To provide a shorter response: I'm in no way saying its the only tool to use, its just one part of a process. I'm also not saying we're going to rely solely on NVD in the future, hence my comment regarding "increase the amount of information", i.e. we would monitor multiple sources within cve-check-tool, and cve-check-tool is just one part of a set of tools. Regardless, this topic derailed quickly, I simply provided you with a means and a set of potential CVEs - my main interest is if someone intends to look into the patch naming situation. I don't use Arch Linux myself so wouldn't be the one to be able to implement it without assistance. - ikey On 16/04/15 00:32, Levente Polyak wrote:
So cve-check-tool deals solely with non-embargoed CVEs, and as such the CVEs known to distributions are handled differently. An example of this is the recent openssl updates, whereby the CVE was marked as "reserved" for a fair amount of time. This is naturally because these are high publicity projects, and it gives everyone plenty of time to migrate.
We've already got a few things being worked on at the moment to monitor these hi-p projects to increase the amount of information available to cve-check-tool at any one time.
Note for relatively normal CVEs (99% of them) they appear rapidly within the DB, and we index/check every vuln from 2002 up to the current minute (NVD is resynced every 3-4hr)
No, its simply not true! It lacks behind often a lot, even for non embargoed and publicly disclosed vulnerabilities which often even have PoCs attached. Even for initially embargoed CVEs after the vendor releases a own advisory its still unavailable after multiple months.
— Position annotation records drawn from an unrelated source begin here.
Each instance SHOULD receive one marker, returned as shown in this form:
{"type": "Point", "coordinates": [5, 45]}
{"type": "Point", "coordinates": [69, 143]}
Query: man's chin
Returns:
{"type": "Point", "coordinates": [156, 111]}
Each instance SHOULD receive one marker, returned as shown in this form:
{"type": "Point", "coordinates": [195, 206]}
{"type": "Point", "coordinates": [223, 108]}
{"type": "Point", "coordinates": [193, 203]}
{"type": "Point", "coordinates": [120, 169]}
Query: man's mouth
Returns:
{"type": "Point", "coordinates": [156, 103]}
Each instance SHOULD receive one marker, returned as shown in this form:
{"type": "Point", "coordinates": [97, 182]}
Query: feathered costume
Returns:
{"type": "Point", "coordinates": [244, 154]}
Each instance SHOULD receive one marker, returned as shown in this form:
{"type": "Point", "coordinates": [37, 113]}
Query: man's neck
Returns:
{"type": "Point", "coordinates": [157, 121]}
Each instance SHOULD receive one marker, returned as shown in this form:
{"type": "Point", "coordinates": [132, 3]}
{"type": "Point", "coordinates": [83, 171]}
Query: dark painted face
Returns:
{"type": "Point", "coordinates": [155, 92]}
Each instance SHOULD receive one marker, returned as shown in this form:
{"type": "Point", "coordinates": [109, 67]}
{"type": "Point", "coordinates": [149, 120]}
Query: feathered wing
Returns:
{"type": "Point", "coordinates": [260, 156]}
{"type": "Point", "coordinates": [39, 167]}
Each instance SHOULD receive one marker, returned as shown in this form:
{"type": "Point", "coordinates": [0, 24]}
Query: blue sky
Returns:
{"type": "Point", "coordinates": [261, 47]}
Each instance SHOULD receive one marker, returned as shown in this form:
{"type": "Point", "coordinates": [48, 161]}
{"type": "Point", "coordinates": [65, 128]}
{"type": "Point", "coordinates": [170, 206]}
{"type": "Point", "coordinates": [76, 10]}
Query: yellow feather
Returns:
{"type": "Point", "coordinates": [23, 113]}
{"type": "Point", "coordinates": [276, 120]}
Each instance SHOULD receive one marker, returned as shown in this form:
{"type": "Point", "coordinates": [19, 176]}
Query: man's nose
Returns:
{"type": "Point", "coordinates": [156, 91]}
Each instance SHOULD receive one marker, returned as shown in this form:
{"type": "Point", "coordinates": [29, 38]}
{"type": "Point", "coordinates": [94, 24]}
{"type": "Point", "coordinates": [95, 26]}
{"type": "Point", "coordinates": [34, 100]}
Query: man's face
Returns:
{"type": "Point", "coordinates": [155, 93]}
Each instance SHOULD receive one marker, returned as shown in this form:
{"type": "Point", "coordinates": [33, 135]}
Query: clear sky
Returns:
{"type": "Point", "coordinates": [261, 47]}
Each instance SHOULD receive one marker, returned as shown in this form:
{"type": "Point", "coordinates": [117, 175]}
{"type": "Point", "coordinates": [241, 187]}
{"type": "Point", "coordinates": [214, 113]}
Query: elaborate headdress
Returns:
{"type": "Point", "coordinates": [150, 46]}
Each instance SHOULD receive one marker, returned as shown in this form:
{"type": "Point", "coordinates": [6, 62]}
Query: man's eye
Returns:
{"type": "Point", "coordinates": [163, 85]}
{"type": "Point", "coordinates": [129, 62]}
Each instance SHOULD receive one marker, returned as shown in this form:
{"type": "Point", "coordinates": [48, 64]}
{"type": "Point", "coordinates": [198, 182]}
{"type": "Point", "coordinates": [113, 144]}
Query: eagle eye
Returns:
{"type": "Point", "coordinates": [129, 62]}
Most of the time if we write advisories for Arch Linux then we have to point to Red-Hat or mitre as the NVD does not contain the CVE yet (and most of the time that has nothing to do with embargoed CVEs like the openssl case) as those were disclosed on public lists with full details and CVE IDs were assigned by mitre. During distribution level of mitigation we experience over and over again that NVD is hanging behind for some non-embargoed CVEs for days, weeks and sometimes moths.
You can check our CVE page [0] or the released advisories [1], if at the point we write an advisory the NVD contains the CVE already, we are always using that as a reference link. If its not available then we use something different, please note how often some other links are used to that particular point of time (also several of the non embargoed CVEs on the CVE [0] page do *still* not have a association in NVD!
After a fast 5min search just to name some, which are disclosed for a very long time and still have no entry in NVD: - icecast: CVE-2015-3026 - tor: CVE-2015-2928 CVE-2015-2929 - musl: CVE-2015-1817 - webkitgtk: CVE-2015-2330 - sudo: CVE-2014-9680 - ntp: CVE-2014-9297 CVE-2014-9298 - postgresql: CVE-2014-8161 CVE-2015-0241 CVE-2015-0243 CVE-2015-0244
Don't get me wrong, your tool is great and useful, but trust me, only monitoring NVD for a distribution level of mitigation is *very* far from being optimal, enough or up-to-date (also when monitoring some of the "hi-p projects"). Please don't take this as offense.